IPS-Inter Press Service Deutschland gGmbH
IPS-Tagesdienst vom 28. März 2011

Südostasien: Vietnam will Atomreaktor - Nachbarn mahnen zu Vorsicht

Von Marwaan Macan-Markar


Bangkok, 28. März (IPS) - In Südostasien stößt Vietnam mit der Ankündigung, den Bau von Kernkraftwerken auch nach der Atom-Katastrophe in Japan zügig voranzutreiben, auf Befremden. Obwohl auch Länder wie Indonesien und Thailand vorhaben, ihren Energiebedarf mit Atomkraft zu decken, mahnen sie im Umgang mit der Nukleartechnologie zu Vorsicht.
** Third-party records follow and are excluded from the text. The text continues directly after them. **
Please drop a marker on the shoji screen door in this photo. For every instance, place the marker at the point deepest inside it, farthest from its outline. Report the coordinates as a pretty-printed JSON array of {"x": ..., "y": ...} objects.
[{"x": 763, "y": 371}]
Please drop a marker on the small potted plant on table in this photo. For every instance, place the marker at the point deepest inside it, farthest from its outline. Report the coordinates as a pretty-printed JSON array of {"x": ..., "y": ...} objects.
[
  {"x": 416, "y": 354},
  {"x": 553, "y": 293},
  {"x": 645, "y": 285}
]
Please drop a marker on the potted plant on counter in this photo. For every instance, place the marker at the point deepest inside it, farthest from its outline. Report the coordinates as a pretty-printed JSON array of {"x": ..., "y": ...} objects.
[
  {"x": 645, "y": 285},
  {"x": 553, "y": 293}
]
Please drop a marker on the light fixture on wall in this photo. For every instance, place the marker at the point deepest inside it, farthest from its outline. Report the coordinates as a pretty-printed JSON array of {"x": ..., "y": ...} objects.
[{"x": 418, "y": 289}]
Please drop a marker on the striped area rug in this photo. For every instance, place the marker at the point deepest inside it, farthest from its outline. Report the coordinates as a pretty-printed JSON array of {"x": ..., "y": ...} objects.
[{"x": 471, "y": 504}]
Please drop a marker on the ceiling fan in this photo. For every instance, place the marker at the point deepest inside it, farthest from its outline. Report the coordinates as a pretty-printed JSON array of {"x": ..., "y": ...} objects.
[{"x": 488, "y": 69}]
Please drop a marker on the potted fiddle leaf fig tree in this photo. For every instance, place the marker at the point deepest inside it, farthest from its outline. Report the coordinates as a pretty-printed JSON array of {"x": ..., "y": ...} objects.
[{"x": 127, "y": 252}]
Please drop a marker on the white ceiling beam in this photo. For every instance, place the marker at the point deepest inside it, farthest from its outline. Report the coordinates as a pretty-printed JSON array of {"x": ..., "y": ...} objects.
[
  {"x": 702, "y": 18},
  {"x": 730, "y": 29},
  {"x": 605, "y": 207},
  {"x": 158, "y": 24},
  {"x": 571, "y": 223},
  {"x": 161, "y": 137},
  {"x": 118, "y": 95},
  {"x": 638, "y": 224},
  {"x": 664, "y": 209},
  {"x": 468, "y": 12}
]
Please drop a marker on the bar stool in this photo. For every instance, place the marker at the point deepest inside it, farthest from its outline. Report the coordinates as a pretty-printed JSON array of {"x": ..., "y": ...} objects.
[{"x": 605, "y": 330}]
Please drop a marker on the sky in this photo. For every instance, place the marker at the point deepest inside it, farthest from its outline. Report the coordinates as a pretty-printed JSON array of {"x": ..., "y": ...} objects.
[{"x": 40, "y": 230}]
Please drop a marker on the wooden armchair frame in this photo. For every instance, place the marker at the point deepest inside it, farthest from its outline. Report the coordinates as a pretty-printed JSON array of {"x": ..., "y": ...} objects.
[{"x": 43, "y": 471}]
Wie Vietnams Vizeminister für Wissenschaft und Technologie, Le Dinh Tien, unlängst auf einer Pressekonferenz erklärte, "werden die Informationen und Bewertungen der Explosionen in Anlage eins in Fukushima (in Japan) den vietnamesischen Behörden dabei helfen, adäquate Atomkraftwerke für das Land zu entwickeln."
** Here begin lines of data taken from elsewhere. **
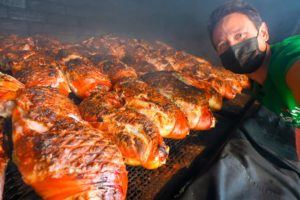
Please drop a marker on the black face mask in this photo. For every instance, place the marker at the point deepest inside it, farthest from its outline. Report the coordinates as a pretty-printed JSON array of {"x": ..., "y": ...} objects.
[{"x": 244, "y": 57}]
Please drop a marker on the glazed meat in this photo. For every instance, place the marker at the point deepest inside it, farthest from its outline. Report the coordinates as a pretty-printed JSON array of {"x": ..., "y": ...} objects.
[
  {"x": 165, "y": 114},
  {"x": 84, "y": 78},
  {"x": 116, "y": 70},
  {"x": 135, "y": 135},
  {"x": 224, "y": 82},
  {"x": 71, "y": 161},
  {"x": 3, "y": 158},
  {"x": 191, "y": 101},
  {"x": 40, "y": 108},
  {"x": 60, "y": 155},
  {"x": 8, "y": 93},
  {"x": 215, "y": 99},
  {"x": 39, "y": 70}
]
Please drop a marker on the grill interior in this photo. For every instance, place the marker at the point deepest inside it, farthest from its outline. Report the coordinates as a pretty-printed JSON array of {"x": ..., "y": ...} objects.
[{"x": 157, "y": 184}]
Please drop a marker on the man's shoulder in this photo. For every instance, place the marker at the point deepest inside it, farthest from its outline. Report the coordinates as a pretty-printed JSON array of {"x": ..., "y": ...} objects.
[
  {"x": 284, "y": 54},
  {"x": 291, "y": 43}
]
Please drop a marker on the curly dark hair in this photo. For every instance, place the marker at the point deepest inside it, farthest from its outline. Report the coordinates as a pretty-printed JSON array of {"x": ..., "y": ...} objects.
[{"x": 232, "y": 7}]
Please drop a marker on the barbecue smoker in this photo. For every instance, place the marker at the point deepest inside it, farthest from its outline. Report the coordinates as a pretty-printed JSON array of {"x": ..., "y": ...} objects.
[{"x": 181, "y": 25}]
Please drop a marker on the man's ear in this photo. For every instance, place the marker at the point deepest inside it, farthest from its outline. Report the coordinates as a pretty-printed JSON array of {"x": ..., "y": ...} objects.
[{"x": 264, "y": 32}]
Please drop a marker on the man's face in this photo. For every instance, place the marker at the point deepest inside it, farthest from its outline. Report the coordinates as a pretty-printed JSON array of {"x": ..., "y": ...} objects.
[{"x": 235, "y": 28}]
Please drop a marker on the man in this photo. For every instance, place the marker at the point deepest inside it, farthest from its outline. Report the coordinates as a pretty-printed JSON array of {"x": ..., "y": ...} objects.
[{"x": 240, "y": 38}]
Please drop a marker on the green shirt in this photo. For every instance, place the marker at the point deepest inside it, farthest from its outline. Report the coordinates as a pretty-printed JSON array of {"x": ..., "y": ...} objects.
[{"x": 275, "y": 93}]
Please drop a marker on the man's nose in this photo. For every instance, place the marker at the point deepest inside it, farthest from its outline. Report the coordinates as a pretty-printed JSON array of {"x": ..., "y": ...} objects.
[{"x": 231, "y": 42}]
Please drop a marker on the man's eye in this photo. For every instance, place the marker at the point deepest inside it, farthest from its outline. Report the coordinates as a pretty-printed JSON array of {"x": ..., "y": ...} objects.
[
  {"x": 239, "y": 36},
  {"x": 222, "y": 46}
]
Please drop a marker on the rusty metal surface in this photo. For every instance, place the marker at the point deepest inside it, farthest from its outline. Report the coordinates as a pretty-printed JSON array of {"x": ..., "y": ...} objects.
[{"x": 146, "y": 184}]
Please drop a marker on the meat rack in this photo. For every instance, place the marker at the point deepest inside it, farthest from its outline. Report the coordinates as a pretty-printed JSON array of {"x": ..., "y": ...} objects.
[{"x": 186, "y": 158}]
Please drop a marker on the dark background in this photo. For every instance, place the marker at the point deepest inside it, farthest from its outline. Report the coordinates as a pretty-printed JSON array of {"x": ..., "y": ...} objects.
[{"x": 180, "y": 23}]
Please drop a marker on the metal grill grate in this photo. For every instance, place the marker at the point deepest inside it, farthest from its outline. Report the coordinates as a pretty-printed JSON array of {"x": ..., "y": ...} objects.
[{"x": 145, "y": 184}]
Im Oktober hatte Vietnam mit Russland einen Multi-Milliarden-Dollar-Vertrag über den Bau einer Anlage in der südzentralen Provinz Ninh Thuan unterzeichnet Bis 2031 will Vietnam dann insgesamt acht Atomkraftwerke am Netz haben, um den steigenden Energiebedarf des Landes zu decken.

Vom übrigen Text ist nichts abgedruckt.